Chamdo at Center of Beijing's 'Re-Education' Campaign

An unprecedented Chinese campaign to identify and monitor the political views of villagers in rural areas of Tibet has been especially heavy in the restive eastern prefecture of Chamdo, where residents are forced to fly the Chinese national flag and display photos of top Chinese leaders and are barred from visiting temples, sources say.

Of the more than 20,000 work-team members who have been assigned to the campaign across Tibet, over 7,000 have been deployed to monasteries and villages in the Chamdo (in Chinese, Changdu) area alone, a scene of frequent protests against Beijing’s rule, said Tibetan poet and blogger Woeser, citing information gathered from travelers to the region.

“These days if you travel in the rural Chamdo area, you won’t see traditional Tibetan prayer flags. Instead, you will see the Chinese red national flag with five stars,” the Beijing-based Woeser told RFA’s Tibetan Service.

All 500 monasteries in Chamdo have been forced to fly the flag, Woeser said, adding, “Even individual monks must raise the flag on their private homes.”

Political re-education

The campaign was launched by the ruling Chinese Communist Party leadership nearly two years ago under the guise of an exercise to improve rural living standards in the Tibet Autonomous Region (TAR).

Aside from intelligence-gathering, party cadres and other Chinese officials carry out widespread “political re-education” and establish “partisan” security units under the campaign, U.S.-based Human Rights Watch (HRW) said in a report earlier this week..

“Sending cadres periodically to the grassroots is a common practice in China, especially in more leftist administrations and periods,” Columbia University Tibet scholar Robbie Barnett told RFA.

“But nothing has happened in China on this scale in terms of the cost of the operation, the percentage of local cadres involved, and the duration of the project,” Barnett said.

Tibetan families in Chamdo’s farming and nomadic communities must also display photographs of top Chinese leaders, with a ceremonial white scarf—a symbol of respect—draped around the photos, Woeser said.

“If they refuse, this will be treated as a ‘political error,’” she said.

Local resistance

Attempts by Chinese authorities to force Chamdo residents to fly the Chinese flag met with stiff resistance earlier this year.

On Feb. 10, Chinese police in Chamdo’s Dzogang (in Chinese, Zuogong) county rounded up and brutally beat a group of Tibetans following a protest at the start of the Lunar New Year, leaving two with broken bones and taking at least six into custody.

The protest in the county’s Meyul township came after authorities insisted that area residents fly the Chinese national flag from the roofs of their homes, a local source told RFA’s Tibetan Service.

“But the Tibetans refused to fly the flags from their roofs,” the man said, speaking on condition of anonymity.

“Instead, they tore them down and stamped on them,” he said.

Permits for kerosene

In a bid to end the wave of self-immolation protests in which 120 Tibetans to date have set themselves ablaze to challenge Chinese rule, authorities now also require Chamdo residents to present special permits to buy kerosene, Woeser said.

“Government living assistance will be withdrawn from any community in which a resident self-immolates.
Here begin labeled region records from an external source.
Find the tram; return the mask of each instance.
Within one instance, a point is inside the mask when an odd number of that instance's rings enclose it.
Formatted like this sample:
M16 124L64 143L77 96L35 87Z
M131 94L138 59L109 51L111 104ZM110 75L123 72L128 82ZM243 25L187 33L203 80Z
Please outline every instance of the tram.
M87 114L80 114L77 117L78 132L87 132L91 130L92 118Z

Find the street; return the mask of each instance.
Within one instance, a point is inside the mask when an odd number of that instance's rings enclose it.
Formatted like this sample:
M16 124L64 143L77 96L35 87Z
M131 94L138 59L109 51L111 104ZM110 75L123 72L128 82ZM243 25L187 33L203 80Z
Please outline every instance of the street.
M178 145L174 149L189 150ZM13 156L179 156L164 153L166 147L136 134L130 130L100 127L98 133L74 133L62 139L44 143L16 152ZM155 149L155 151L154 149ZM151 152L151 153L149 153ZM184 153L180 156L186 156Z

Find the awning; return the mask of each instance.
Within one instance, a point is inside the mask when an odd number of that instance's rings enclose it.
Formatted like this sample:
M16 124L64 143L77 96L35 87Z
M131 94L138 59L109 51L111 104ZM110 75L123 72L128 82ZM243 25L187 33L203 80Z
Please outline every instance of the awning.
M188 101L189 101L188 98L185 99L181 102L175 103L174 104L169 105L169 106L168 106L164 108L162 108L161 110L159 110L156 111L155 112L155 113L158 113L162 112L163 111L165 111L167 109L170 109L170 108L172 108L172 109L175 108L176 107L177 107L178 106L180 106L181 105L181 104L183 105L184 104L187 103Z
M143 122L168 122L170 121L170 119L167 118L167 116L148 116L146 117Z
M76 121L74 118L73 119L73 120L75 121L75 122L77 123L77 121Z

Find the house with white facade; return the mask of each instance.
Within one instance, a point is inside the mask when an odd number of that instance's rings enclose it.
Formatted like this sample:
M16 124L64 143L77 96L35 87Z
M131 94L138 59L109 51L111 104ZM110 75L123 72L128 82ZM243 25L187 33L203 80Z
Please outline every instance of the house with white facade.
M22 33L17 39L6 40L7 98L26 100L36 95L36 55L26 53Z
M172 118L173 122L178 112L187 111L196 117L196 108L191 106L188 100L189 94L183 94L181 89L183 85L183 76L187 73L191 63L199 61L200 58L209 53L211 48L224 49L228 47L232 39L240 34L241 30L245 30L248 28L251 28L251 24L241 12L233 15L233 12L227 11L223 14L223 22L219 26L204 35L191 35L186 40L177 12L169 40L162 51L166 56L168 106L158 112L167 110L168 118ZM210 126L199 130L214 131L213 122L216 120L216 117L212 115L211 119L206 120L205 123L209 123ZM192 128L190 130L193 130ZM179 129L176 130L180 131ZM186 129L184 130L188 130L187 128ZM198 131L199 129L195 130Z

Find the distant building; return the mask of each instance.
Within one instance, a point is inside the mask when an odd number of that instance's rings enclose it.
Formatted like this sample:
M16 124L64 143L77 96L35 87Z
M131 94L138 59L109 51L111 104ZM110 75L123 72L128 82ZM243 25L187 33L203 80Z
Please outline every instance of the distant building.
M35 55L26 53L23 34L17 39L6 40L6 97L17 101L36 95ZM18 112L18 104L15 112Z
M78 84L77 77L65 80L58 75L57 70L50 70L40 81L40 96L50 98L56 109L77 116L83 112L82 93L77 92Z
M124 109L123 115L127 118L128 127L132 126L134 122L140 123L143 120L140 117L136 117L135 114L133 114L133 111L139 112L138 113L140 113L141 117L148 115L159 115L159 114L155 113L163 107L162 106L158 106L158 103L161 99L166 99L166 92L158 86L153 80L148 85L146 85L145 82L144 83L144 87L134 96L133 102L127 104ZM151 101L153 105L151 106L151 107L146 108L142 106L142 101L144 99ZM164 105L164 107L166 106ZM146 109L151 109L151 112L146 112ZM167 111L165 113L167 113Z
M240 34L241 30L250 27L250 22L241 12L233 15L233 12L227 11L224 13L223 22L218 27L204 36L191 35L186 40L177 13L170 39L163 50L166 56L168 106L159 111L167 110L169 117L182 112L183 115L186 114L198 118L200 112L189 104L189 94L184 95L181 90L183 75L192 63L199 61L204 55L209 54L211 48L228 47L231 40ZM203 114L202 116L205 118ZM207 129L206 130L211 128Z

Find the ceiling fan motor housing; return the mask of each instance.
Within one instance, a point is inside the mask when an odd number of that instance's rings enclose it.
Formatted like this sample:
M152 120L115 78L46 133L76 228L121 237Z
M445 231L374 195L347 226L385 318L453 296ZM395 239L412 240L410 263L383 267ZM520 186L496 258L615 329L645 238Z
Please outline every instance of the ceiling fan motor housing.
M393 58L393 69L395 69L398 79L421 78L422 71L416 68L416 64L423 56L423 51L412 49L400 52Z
And if any member of the monastic community self-immolates, their monastery will be shut down,” she said.

Government employees, students, and retirees in Chamdo are also banned from visiting temples or taking part in other religious activities, Woeser said.

“A statue of the [fourteenth-century] religious saint Thangthong Gyalpo that was standing in a school courtyard was even pulled down and thrown into a river because of its ‘irrelevance’ to the school’s architecture,” she said.

In one Chamdo village, a government team was required “to register ‘key personnel’ in the village and maintain ‘close vigilance over them,’” Human Rights Watch said in its June 18 report.

“The term ‘key personnel’ typically refers to people considered likely to cause political unrest,” HRW said.

HRW said that according to official reports, China’s present campaign of monitoring Tibetan areas is “unprecedented” in its scope, size, and cost.